In both groups, 25 participants received the Moderna vaccine and the other 75 participants received the Pfizer vaccine. Each group consisted of 13 women. The average age of all participants was 59 years. The median time between vaccination doses was 35 days (interquartile range [IQR], 20-63).

Those with HIV had a median CD4 + T cell count of 511 (IQR, 351-796) and five people had HIV RNA greater than 200.

According to the researchers, people with HIV were 2.4 times more likely to fail to respond to pseudovirus-neutralizing antibodies than people without HIV (95% CI, 1.1-5.4). In addition, the continuous anti-RBD IgG concentrations were 43% lower (95% CI 0.36-0.88) in those infected with HIV.

“The factors that predicted a less robust response were lower CD4 counts, unsuppressed viral loads, and receiving the Pfizer rather than the Moderna vaccine.” Monica Gandhi, MD, MPH, Professor of medicine and assistant director of HIV, Infectious Diseases and Global Medicine at the University of California at San Francisco and co-author of the study, Healio said.

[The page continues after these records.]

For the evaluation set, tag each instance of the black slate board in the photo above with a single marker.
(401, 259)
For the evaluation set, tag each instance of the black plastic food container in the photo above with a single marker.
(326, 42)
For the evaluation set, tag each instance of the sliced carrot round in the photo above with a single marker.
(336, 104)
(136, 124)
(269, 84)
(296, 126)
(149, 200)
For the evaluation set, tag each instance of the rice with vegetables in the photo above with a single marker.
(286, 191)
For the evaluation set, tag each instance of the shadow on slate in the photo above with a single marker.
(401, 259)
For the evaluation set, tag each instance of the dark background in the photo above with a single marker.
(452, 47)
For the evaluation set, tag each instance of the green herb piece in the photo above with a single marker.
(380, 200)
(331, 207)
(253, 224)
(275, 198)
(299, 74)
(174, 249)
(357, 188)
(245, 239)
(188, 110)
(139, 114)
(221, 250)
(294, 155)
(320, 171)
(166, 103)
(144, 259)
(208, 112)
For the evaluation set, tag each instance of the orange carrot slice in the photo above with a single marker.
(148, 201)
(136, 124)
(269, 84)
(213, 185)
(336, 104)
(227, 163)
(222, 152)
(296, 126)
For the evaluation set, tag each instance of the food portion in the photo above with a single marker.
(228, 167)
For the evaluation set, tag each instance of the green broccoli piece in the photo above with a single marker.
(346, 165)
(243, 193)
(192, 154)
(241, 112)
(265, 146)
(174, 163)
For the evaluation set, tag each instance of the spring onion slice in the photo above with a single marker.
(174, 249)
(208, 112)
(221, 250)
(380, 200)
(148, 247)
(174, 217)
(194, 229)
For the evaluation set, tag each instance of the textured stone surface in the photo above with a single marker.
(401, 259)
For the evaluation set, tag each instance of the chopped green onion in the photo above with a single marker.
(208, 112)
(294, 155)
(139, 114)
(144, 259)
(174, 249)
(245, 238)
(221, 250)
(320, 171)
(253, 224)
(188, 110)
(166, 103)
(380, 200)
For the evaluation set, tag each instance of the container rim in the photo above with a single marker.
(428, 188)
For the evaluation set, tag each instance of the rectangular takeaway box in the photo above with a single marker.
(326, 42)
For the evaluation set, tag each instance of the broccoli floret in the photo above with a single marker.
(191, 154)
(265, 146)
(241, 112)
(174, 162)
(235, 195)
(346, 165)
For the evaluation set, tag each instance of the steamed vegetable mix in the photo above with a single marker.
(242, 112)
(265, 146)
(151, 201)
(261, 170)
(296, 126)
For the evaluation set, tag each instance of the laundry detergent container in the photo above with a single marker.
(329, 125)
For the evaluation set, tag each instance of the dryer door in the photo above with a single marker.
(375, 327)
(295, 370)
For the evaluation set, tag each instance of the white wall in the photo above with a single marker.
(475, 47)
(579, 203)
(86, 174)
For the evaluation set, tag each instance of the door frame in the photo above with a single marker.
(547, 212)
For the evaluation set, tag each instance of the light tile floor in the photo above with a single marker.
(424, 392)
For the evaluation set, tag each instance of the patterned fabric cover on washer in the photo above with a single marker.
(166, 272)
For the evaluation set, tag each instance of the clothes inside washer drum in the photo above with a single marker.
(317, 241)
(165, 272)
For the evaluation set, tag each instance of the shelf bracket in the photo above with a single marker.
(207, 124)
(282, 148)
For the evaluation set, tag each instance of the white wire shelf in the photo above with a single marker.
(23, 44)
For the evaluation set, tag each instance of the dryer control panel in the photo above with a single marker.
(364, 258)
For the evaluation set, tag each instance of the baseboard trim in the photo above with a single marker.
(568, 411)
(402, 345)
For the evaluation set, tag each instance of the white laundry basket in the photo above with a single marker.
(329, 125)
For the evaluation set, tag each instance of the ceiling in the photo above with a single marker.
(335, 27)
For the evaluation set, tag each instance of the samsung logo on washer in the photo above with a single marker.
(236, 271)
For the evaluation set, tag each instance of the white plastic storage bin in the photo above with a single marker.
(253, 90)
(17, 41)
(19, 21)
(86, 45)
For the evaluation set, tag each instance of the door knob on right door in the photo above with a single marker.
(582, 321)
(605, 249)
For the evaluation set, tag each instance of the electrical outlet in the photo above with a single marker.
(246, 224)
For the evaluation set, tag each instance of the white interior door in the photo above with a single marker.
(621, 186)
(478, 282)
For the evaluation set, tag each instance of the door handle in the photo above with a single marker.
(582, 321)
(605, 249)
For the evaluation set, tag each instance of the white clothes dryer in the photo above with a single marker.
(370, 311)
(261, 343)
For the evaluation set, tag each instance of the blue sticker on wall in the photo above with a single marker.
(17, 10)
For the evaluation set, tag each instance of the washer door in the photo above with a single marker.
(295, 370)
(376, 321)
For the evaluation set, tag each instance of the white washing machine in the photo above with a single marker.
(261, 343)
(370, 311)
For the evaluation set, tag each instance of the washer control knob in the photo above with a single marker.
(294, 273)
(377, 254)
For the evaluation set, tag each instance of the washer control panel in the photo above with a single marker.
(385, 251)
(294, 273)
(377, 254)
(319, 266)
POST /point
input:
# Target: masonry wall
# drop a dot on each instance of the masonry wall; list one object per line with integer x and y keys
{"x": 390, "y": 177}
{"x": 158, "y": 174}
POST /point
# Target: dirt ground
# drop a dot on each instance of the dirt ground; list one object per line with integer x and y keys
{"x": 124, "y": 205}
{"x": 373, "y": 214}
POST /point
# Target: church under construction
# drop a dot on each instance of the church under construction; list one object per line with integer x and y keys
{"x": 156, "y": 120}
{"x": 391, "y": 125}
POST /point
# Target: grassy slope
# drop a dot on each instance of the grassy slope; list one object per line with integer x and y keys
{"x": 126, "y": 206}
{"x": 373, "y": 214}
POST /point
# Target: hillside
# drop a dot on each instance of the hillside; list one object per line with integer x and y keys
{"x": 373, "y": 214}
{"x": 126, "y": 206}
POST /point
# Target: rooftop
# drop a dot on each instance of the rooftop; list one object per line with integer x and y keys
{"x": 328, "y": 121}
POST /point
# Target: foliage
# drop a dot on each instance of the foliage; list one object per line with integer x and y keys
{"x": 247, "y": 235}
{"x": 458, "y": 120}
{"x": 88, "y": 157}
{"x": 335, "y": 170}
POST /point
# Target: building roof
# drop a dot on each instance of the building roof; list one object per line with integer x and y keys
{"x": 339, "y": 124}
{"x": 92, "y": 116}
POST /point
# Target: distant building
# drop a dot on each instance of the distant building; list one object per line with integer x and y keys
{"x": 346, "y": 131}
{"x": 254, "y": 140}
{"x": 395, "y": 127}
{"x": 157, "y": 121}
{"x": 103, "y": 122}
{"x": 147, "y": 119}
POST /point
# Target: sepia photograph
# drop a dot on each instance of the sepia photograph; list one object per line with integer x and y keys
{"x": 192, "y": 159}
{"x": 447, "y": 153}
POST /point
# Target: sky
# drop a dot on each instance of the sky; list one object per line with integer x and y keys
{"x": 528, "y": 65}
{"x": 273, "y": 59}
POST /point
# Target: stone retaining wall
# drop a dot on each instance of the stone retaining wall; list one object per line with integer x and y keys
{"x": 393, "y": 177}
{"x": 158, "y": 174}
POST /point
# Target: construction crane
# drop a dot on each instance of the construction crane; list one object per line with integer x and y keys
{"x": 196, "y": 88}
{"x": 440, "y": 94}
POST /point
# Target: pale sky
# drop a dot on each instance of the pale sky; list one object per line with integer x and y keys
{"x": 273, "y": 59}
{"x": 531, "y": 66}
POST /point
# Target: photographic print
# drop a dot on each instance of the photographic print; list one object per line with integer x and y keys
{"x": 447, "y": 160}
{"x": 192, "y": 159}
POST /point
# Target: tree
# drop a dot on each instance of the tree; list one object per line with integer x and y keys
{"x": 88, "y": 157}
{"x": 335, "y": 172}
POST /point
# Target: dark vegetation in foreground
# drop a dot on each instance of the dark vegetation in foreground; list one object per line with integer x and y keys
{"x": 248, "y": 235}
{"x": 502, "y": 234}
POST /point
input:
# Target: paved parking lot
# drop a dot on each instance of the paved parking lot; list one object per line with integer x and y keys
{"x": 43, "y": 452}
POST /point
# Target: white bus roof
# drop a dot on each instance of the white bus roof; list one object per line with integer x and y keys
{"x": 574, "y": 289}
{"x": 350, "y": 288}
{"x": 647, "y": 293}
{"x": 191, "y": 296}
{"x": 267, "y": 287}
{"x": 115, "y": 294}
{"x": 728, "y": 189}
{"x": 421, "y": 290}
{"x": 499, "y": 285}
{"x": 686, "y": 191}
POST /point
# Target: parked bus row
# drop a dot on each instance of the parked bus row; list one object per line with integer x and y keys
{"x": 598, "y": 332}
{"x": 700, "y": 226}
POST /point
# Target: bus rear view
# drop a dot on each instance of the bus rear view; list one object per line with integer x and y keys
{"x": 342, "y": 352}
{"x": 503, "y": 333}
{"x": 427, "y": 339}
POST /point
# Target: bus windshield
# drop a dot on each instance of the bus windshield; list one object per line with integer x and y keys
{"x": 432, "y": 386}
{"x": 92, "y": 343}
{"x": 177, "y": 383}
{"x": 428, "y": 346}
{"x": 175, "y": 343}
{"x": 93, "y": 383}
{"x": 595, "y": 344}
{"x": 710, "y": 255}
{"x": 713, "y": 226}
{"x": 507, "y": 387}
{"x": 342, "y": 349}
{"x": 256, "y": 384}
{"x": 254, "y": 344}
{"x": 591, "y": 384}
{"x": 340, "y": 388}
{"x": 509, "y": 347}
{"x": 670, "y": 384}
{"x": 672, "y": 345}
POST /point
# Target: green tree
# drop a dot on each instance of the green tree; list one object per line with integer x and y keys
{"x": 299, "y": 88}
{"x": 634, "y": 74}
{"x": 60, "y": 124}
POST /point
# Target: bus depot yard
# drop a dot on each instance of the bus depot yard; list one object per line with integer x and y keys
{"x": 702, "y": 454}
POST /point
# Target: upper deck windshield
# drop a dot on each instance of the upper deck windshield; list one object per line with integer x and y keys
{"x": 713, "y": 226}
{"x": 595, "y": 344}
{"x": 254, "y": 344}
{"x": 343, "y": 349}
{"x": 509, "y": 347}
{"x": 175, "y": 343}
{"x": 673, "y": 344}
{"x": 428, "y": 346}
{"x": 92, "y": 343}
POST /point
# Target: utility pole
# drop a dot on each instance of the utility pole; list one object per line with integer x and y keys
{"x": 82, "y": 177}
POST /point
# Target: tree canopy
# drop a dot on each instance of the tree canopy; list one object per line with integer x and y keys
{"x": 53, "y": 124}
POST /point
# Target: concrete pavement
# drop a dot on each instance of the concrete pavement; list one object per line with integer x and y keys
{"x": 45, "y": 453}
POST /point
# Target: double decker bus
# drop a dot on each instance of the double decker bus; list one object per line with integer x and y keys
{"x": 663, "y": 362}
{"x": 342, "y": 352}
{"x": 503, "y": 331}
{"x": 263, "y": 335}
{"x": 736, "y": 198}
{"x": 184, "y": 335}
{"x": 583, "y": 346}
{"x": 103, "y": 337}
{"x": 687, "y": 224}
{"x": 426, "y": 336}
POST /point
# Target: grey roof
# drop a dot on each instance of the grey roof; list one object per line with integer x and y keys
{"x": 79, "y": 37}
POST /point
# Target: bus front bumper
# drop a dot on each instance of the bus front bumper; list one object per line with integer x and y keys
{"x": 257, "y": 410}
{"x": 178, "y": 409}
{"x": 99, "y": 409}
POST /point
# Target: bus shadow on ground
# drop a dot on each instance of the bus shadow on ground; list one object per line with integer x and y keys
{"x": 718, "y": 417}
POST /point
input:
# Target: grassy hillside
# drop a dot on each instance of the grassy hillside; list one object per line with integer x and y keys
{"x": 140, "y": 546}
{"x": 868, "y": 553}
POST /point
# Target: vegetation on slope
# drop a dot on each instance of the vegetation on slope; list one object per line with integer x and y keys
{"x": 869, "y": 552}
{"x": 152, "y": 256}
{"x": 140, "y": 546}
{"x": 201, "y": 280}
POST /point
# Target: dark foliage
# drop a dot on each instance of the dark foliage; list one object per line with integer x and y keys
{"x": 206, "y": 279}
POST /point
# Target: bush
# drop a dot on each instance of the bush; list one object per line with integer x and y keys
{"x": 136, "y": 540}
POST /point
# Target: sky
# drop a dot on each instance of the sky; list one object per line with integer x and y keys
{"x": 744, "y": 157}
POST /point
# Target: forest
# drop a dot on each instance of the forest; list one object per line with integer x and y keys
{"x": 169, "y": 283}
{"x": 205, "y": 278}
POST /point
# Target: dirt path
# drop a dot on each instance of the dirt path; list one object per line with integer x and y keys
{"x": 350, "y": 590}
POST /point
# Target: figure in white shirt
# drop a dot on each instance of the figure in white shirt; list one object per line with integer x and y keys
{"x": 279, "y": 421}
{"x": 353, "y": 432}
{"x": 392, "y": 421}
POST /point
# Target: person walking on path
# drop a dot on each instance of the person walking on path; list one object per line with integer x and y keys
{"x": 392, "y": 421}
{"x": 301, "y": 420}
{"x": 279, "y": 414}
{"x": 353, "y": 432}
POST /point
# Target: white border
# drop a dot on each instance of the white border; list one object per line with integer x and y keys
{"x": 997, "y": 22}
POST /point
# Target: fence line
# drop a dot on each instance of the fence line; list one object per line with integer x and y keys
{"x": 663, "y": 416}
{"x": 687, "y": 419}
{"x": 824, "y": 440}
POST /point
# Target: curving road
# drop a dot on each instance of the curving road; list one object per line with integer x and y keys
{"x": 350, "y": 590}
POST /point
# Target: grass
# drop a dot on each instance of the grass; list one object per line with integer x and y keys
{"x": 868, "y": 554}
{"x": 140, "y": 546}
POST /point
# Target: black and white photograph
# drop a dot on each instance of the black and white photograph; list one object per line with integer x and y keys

After adjusting for age, gender, and days after vaccination, every 100-cell increase in CD4 + T cell counts was associated with a 22% increase in neutralizing antibody titers in HIV-infected individuals, and 89% lower neutralizing antibody titers.

The authors reported that taking the Pfizer vaccine was associated with 77% lower neutralization titers compared to the Moderna vaccine.

“With the data currently available, plans to give people with HIV a booster vaccination seem to make sense, especially for those with lower CD4 + counts or unsuppressed viral loads, although effective antiretroviral therapy is very important for these patients too,” Spinelli told Healio. “The next steps include the investigation of the T-cell responses as well as the immune responses to a booster vaccination that has already started on site in people with HIV.”

The FDA has approved booster doses of Pfizer’s COVID-19 vaccine for immunocompromised people 65 years of age or older, or at risk for serious infection. The FDA plans to meet on October 14-15 to discuss booster doses of Moderna and Johnson & Johnson’s COVID-19 vaccine.

The NIH in March recommended prioritizing people with HIV as a high-risk group for COVID-19 vaccination based on some research that showed they were at increased risk of death or worse outcomes.